C’est dans l’idée qu’un code peut être beau que l’on trouve les racines de ce plaisir du code : un code élégant est un code concis, cohérent, bien formulé ; au contraire un code moche est obscur, difficile à décrypter pour le compagnon programmeur. Entre ces deux systèmes de valeur se déploie une variété de jeux d’écriture que l’on peut assimiler à une véritable activité infra-littérature chez les sous-cultures informaticiennes. Elle trouve son expression la plus formalisée dans des concours de codes volontairement obscurcis comme l’OCCC qui réinvestissent des jeux d’écriture comme les calligrammes, les anagrammes et la cryptographie (Obfuscated Code Competition in C) ou dans des collections de poèmes écrits en code pastichant et parodiant les formes les plus caricaturales de la poésie romantique et lyrique (par exemple dans la Perl Poetry, très présente sur www.perlmonks.org). Les sous-genres du code infra-littéraire sont indexés aux langages de programmation dans lesquels on écrit (C ou Perl, par exemple).
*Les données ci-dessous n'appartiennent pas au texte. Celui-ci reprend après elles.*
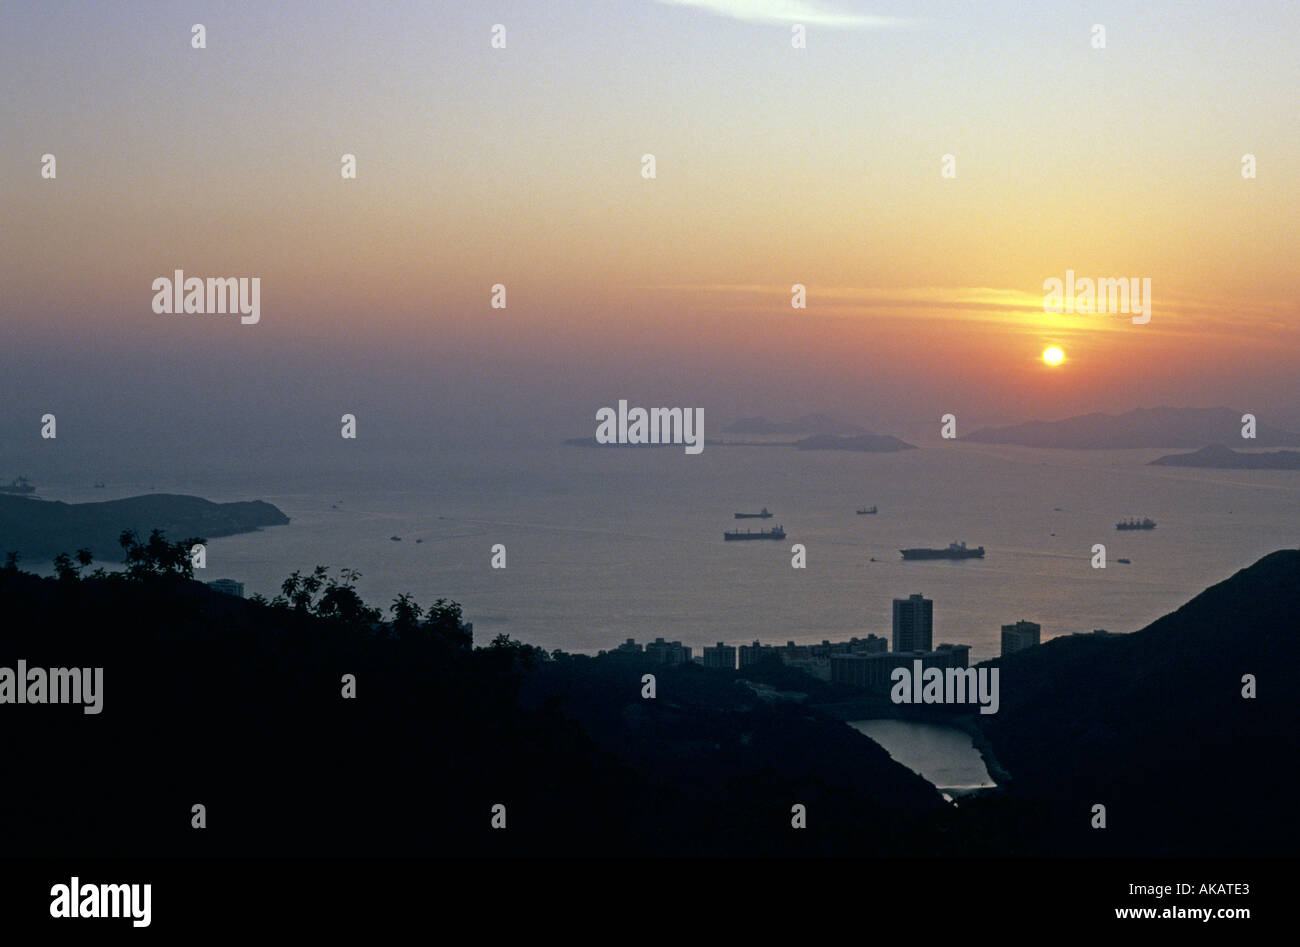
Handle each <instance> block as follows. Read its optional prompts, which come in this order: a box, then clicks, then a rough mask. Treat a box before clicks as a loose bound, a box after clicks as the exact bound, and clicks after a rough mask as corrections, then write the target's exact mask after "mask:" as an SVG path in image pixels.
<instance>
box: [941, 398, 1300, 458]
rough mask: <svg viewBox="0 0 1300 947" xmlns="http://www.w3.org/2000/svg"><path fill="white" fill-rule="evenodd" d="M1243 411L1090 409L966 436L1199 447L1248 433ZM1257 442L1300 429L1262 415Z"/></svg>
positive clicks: (1072, 444)
mask: <svg viewBox="0 0 1300 947" xmlns="http://www.w3.org/2000/svg"><path fill="white" fill-rule="evenodd" d="M1242 415H1243V412H1242V411H1238V410H1235V408H1231V407H1153V408H1136V410H1134V411H1127V412H1125V414H1121V415H1108V414H1087V415H1079V416H1076V418H1066V419H1065V420H1058V421H1027V423H1024V424H1013V425H1011V427H1005V428H980V429H979V431H976V432H974V433H971V434H967V436H966V437H963V438H961V440H965V441H979V442H980V444H1015V445H1021V446H1024V447H1066V449H1074V450H1091V449H1099V450H1101V449H1123V447H1199V446H1201V445H1204V444H1222V442H1227V441H1231V440H1232V438H1239V440H1240V438H1242V427H1243V423H1242ZM1243 445H1249V446H1252V447H1290V446H1300V434H1295V433H1291V432H1290V431H1282V429H1281V428H1275V427H1271V425H1269V424H1265V423H1262V421H1260V423H1258V424H1257V427H1256V438H1255V440H1253V441H1244V440H1243Z"/></svg>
En constant balancement entre une vision morale du code efficace et élégant et une vision grotesque du code fou, mais éclairant par son désordre et sa créativité, ces codes esthétiques entretiennent une ambiguïté avec le travail sérieux de la programmation, comme en témoigne le discours enthousiaste d’un des pères de la programmation Donald Knuth, acceptant en 1974 un prix d’honneur devant les membres de la prestigieuse Association of Computing Machines, dans un discours intitulé The Art of Computer Programming : nous ne devrions pas avoir peur de « l’art pour l’art », ni nous sentir coupables de programmer juste pour s’amuser. […] Je ne pense par que cela soit une perte de temps, et Jeremy Bentham ne dénigrerait pas non plus l’ »utilité » de ces passe-temps […] – à quoi peut-on prescrire le caractère de l’utile, sinon à ce qui est une source de plaisir ?

Écrire de beaux codes ou des codes drôles est une façon de repenser la didactique par le folklore : en codant de manière expérimentale, en dialoguant de manière créative avec l’ordinateur perçu à la fois comme interlocuteur et système, l’apprenti poète est aussi et surtout un apprenti codeur et un utilisateur de dispositif en situation d’apprentissage, voire d’initiation. La dimension esthétique du code informatique, ainsi, est un art d’initiés – mais pas tellement plus que la poésie la plus expérimentale, à laquelle ne goûtent ceux qui aiment décrypter (au sens littéral ou au sens métaphorique) les textes les moins lisibles de la littérature. C’est d’ailleurs ce qu’ont pensé les poètes du courant « Codeworks » (dont Alan Sondheim), qui ont envahi les réseaux artistiques du Web dans les années 1990 avec des logorrhées babéliennes empruntant beaucoup, parfois intégralement, aux langages de programmation. À l’époque où le code est devenu un enjeu important sur les plans techniques et culturels, mais aussi économiques, politiques et juridiques (Code is law, Lawrence Lessig, 1999), s’intéresser à ses Textes ne semble finalement pas une idée si farfelue.

Camille Paloque-Berges
publié dans MCD #66, « Machines d’écritures », mars / mai 2012

Camille Paloque-Berges a développé ces questions plus avant dans Poétique des codes informatiques, publié en 2009 chez Archives contemporaines.